AI agents can’t tell ‘was’ from ‘is’—or ‘inside’ from ‘outside’. They see facts, not relationships. And this fundamental limitation is causing subtle but significant failures in production agent workflows.

The Pattern: Excellence at Language, Failure at Relations

Building agent workflows at enterprise scale, I see teams struggle with the same wall: agents that excel at linguistic reasoning and code generation collapse when asked to reason about relationships in non-linguistic domains.

Temporal relationships: Before/after, during/overlapping, cause/effect
Spatial relationships: Inside/outside, left/right, overlapping/clipping
Quantitative relationships: More/less, distance, relative size

Research confirms this isn’t a prompting problem—it’s fundamental to how current language models work.

What This Looks Like in Practice

GitHub Issue Threads: An agent reads “We’re planning to add feature X” from three months ago and treats it as current state—missing that X shipped weeks ago.

Documentation Drift: An agent sees old docs alongside new code but can’t distinguish which reflects current reality, mixing outdated patterns with current implementations.

Git History Confusion: An agent treats 2-year-old architectural constraints as active blockers, not realizing subsequent refactors invalidated the original reasoning.

Spatial Layout Failures: When working with visual layouts (HTML canvas, SVG files, UI designs), agents can’t reliably detect overlaps, clipping, or inside/outside relationships.

Why This Happens: The Research

Research from 2023-2025 reveals these aren’t separate problems—they’re manifestations of the same fundamental gap.

Temporal Reasoning (2024):

ChronoSense (NeurIPS 2024) tested models on temporal interval relationships using Allen’s Interval Algebra. Most models, including GPT-4, struggled with nuanced relationships like event overlaps or containment.

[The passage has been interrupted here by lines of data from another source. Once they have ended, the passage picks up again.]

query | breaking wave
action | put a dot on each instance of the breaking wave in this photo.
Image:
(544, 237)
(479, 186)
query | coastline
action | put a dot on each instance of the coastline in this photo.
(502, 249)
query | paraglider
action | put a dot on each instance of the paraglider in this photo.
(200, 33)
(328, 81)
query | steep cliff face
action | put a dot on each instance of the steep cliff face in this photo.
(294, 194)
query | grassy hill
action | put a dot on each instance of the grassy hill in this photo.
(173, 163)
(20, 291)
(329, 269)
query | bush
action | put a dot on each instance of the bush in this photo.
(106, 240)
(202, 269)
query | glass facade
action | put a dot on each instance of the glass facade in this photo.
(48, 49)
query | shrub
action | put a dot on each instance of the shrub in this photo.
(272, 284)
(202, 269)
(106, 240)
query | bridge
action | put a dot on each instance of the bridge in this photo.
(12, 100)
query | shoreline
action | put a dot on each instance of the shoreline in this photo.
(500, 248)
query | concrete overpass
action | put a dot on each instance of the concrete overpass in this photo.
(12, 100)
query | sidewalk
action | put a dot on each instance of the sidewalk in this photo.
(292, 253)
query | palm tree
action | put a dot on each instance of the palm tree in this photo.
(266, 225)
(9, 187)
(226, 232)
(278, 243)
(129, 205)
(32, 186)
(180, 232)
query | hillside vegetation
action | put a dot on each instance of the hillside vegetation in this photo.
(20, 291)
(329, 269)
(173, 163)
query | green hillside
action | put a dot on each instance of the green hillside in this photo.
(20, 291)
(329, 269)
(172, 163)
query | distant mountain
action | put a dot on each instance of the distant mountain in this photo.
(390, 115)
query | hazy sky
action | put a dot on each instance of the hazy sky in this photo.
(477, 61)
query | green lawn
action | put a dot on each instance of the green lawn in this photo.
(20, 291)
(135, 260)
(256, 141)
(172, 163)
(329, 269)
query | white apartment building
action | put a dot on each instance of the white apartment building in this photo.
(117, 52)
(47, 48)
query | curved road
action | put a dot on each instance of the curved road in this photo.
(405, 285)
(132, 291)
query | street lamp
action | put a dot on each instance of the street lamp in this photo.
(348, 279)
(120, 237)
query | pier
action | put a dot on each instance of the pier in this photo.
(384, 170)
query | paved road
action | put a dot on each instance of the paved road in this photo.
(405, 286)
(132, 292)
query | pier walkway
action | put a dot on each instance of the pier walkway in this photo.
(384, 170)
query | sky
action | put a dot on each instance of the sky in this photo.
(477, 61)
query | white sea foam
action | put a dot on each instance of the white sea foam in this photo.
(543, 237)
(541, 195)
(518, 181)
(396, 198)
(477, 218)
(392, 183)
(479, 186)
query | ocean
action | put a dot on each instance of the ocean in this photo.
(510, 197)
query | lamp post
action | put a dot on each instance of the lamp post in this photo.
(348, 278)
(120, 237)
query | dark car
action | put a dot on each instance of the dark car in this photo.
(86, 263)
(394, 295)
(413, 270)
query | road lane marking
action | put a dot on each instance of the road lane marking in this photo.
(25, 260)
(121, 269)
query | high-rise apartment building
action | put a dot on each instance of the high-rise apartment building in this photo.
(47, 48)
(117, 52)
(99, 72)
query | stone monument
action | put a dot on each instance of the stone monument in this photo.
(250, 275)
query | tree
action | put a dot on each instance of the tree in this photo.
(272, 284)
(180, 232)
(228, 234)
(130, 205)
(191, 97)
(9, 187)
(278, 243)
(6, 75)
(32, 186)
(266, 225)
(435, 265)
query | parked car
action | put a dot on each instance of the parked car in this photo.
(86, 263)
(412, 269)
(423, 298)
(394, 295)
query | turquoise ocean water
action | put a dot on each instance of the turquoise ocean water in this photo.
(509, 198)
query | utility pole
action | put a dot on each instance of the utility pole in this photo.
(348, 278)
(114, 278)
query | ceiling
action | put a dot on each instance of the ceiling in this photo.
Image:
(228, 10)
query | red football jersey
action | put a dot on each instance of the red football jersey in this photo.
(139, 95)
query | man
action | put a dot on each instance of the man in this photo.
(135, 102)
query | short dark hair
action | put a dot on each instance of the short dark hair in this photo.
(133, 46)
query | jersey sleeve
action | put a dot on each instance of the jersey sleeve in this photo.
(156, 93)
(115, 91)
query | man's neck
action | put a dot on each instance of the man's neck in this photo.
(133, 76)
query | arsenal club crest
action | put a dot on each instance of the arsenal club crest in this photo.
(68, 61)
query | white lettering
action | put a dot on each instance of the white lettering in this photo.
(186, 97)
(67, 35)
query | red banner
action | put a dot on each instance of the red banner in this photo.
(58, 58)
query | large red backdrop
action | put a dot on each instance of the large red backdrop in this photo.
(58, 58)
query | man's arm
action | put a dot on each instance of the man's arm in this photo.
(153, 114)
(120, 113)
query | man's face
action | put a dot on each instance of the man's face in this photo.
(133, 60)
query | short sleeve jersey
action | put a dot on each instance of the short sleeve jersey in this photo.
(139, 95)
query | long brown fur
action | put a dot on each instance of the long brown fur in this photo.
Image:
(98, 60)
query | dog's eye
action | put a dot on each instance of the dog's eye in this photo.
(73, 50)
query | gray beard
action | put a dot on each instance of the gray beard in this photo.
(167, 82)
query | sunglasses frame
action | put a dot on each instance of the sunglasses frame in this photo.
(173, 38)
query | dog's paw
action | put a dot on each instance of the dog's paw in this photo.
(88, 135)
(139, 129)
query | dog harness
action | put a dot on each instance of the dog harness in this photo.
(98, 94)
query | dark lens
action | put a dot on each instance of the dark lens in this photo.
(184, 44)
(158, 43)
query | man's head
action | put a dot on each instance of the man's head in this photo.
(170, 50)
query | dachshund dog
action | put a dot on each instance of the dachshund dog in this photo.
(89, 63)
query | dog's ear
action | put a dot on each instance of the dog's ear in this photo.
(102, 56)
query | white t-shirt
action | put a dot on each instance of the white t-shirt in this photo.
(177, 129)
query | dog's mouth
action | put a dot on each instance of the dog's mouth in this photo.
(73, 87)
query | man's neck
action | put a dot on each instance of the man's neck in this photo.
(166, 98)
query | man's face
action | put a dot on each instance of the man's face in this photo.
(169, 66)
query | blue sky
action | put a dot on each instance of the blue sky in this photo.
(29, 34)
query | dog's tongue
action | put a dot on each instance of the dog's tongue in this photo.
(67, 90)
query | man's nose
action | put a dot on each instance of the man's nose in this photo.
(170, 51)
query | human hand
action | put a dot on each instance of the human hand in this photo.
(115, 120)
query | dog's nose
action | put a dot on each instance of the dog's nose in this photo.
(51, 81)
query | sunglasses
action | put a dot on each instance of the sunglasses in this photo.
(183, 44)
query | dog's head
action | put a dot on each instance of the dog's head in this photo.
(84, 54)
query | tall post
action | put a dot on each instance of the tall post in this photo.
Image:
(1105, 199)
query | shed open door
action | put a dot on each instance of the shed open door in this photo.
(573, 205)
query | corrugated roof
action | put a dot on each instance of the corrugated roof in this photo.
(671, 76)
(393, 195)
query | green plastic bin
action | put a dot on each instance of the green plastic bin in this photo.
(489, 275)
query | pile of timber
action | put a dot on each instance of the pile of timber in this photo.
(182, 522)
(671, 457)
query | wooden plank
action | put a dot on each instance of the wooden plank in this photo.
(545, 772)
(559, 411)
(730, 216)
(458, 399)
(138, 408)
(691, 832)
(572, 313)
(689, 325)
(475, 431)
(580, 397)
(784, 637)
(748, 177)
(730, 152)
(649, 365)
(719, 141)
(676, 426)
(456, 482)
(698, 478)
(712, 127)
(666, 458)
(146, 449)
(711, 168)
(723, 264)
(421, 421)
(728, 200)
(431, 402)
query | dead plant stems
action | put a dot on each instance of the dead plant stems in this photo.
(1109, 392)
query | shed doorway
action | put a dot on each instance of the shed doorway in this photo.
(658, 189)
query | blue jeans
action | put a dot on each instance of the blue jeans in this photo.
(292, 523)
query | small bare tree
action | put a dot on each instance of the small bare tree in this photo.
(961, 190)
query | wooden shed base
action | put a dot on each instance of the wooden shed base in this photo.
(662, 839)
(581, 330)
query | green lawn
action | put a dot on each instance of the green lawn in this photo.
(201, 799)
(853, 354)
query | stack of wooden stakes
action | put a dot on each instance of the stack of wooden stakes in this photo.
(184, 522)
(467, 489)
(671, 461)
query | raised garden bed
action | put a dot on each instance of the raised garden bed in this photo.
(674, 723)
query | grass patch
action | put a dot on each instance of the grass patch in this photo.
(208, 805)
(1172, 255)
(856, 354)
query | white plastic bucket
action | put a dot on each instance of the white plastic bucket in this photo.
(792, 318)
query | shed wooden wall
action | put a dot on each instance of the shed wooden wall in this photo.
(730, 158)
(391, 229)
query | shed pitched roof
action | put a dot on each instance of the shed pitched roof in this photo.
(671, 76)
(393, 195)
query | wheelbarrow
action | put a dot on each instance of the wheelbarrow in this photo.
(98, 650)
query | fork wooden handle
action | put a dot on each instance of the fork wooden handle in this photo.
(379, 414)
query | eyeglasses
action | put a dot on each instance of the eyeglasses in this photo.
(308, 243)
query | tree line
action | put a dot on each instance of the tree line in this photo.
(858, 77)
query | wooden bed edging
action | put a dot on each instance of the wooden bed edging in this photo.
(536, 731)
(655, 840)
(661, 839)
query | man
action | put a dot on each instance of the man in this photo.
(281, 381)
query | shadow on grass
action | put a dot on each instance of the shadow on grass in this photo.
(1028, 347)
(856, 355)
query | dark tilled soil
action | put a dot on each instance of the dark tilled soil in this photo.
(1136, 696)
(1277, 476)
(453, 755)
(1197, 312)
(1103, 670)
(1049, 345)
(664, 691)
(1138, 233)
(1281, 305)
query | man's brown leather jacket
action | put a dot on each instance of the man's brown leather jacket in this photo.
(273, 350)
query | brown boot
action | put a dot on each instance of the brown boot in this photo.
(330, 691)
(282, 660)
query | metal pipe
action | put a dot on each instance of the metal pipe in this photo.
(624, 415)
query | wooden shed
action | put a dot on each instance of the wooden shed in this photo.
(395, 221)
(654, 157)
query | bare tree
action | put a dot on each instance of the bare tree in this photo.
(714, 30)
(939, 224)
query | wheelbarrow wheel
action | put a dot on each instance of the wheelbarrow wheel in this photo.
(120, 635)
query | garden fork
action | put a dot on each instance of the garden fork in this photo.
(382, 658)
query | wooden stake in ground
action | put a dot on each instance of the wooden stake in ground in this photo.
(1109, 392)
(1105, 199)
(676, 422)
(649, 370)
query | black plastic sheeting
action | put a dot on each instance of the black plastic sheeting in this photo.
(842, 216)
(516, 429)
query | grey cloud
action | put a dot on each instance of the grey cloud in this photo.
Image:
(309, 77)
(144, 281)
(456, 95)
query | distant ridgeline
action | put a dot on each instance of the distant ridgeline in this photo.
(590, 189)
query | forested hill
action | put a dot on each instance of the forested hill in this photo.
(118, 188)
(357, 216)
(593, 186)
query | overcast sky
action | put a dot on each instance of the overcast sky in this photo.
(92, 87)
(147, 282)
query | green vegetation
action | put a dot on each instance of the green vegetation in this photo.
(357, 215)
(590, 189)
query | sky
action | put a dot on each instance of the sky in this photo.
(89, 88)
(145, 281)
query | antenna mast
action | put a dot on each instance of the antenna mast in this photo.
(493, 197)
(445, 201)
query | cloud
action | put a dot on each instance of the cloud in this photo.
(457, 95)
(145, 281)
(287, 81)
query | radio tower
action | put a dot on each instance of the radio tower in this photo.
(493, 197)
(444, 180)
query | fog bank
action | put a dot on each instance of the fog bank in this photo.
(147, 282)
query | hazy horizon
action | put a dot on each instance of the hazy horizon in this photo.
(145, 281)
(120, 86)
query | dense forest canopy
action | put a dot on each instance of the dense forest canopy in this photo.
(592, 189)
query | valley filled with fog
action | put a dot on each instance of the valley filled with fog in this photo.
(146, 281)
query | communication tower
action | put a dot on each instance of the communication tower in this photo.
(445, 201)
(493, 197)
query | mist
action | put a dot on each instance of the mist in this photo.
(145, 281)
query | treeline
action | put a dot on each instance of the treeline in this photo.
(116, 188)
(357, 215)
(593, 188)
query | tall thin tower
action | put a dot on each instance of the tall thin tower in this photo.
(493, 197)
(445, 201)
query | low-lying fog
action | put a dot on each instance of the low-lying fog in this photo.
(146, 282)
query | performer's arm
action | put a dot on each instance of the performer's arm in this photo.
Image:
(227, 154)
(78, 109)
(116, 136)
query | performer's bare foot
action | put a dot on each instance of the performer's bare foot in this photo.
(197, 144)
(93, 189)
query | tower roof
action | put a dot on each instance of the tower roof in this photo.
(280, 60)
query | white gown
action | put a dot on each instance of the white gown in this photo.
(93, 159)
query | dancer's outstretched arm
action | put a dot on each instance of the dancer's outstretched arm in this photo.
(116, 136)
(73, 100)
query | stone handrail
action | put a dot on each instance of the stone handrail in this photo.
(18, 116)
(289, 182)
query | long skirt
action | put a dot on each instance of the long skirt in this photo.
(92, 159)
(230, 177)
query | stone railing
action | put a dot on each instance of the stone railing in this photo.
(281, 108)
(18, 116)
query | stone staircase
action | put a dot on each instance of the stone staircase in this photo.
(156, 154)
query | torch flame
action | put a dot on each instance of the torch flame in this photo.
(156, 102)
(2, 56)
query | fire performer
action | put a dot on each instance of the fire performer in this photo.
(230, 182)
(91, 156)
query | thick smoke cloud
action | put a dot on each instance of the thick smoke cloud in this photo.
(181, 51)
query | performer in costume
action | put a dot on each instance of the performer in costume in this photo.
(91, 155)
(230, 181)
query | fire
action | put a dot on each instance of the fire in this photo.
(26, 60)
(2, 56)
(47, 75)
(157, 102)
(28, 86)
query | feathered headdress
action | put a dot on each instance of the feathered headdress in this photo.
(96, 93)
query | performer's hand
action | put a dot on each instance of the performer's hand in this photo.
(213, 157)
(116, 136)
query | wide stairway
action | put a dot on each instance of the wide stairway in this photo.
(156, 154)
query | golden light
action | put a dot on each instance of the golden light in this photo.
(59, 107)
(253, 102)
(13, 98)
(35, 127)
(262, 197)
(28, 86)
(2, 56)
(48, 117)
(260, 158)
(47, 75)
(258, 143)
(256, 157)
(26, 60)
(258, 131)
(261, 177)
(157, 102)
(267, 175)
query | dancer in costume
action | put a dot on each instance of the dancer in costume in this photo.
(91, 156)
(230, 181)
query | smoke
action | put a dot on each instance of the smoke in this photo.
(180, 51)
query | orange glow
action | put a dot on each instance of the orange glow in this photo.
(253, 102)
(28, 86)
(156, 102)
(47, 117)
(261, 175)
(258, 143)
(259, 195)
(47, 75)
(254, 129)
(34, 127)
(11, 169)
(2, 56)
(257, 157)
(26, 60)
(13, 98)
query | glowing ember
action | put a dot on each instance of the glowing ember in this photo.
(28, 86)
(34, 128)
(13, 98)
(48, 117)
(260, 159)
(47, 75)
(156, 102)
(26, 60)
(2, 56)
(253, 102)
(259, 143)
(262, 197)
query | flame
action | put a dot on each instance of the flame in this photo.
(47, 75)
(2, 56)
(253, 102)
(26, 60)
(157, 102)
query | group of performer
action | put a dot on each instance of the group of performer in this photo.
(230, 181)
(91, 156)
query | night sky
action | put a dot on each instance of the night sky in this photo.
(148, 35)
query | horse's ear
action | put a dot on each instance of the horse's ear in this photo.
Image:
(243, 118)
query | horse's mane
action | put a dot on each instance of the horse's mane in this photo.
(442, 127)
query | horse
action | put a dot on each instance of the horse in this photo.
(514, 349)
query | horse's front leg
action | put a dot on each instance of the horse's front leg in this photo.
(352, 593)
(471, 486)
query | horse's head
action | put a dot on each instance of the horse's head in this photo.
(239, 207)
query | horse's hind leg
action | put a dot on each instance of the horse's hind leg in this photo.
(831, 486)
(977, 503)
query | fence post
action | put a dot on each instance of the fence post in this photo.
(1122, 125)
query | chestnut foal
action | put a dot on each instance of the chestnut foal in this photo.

Do Language Models Have Common Sense regarding Time? (EMNLP 2023) found LLMs lack robust commonsense temporal reasoning and misinterpret sequences, overlaps, and dependencies between events.

Spatial Reasoning (2024):

Why Do MLLMs Struggle with Spatial Understanding? revealed that accuracy drops sharply with multi-view scenarios, occlusion, and complex spatial relationships. Architectural bottlenecks in visual encoders—particularly positional encoding—are more limiting than training data volume.

2025 Advances:

Despite progress, the fundamental gap persists. TISER (ACL 2025) introduces timeline self-reflection for improved temporal reasoning, while VILASR (NeurIPS 2025) incorporates visual drawing operations for better spatial reasoning. However, both approaches work around the fundamental limitation rather than solving it—they add explicit scaffolding (timeline construction, visual annotation) precisely because models can’t naturally reason about these relationships.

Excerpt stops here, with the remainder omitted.